Once again I have the pleasure of teaching First Time Potter and it is always exciting to see people introduced to the joys and frustrations of throwing.
Then, because I’ve posted before for FTP, I thought I’d do something slightly different – as I try to tell my students everything they need to know to make pottery, I realize there is simply too much information to absorb in the time allotted. And not only do they have to learn about the properties of clay, and the steps involved in throwing but also have to learn the systems at the studio. When to put what where! Each stage has a different location and system.
Since it is easy to become overwhelmed, I thought I would write up a list of
The Top Ten Things to Remember When Throwing
(for beginning students)
something like the Cliff Notes™ you would read when cramming for a test
If the test was making a pot that didn’t careen wildly around, laugh at you and collapse.
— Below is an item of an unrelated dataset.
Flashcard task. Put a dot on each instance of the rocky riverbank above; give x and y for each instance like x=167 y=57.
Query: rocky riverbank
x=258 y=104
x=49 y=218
Really, I should have had the class vote on these but we don’t have the time! Maybe later they can tell me what was the most helpful.
So as a teaching tool and reminder, here is my ultra-subjective
Top Ten Things to Remember When Throwing
- 1. When centering, brace your arms- preferably your elbow against your hip; make your left forearm an “immovable force” (kind of like I’d hoped to parent my teen but failed.)
- 2 .Don’t forget that whenever the clay feels “sticky” to use a little more water! You can end up ripping half your clay off the hump and wondering what you did wrong.
- 3. Remove all the lumpy clay that is at the bottom against the wheel head. You won’t be able to center if your hand is bumping over that. BUT keep the bare wheel-head clean or you will sand off your skin. And. Bleed.
- 4 . After you open the clay, slow down! You will be unable to control the clay when it’s going too fast. (again the teen analogy springs to mind)
- 5. When you open, you set up your future pot- wide base or narrow base, flat floor inside for a cylinder or curved bottom for a bowl. DECIDE NOW.
- 6. Always always always triangulate! Brace your arms, connect your hands! If they are just floating out there you can knock your pot off center.
- 7. When you do a pull, make sure your fingers are directly across from each other. The entire pot should pass through that little space between your fingertips. It’s a zen thing. And try to throw from your wrists, not your shoulders (I know, this should be a separate tip- just count it as a bonus and be grateful, okay?)
- 8. Go on and off the clay in slooow motion. If you remove your hands abruptly, it will throw the pot off. You are Isadora Duncan but without the scarf- because you know what happens with scarves and wheels.
- 9. You can use a rib to compress the sides and remove some moisture. This could extend your throwing time. (If you use a metal rib, it could extend your time in the ER getting stitches. Remember, the clay wants to take your tools from you and hurt you with them.)
- 10. When wiring off the pot, stretch the wire very tightly and push down against the wheel head. The wire’s inclination is to rise up as it encounters resistance; (TEEN!) if it does this, it can cut a hole in the bottom of your pot. Then you have a flower pot. Every Time.
Okay ! So I hope these are helpful and I look forward to my next class!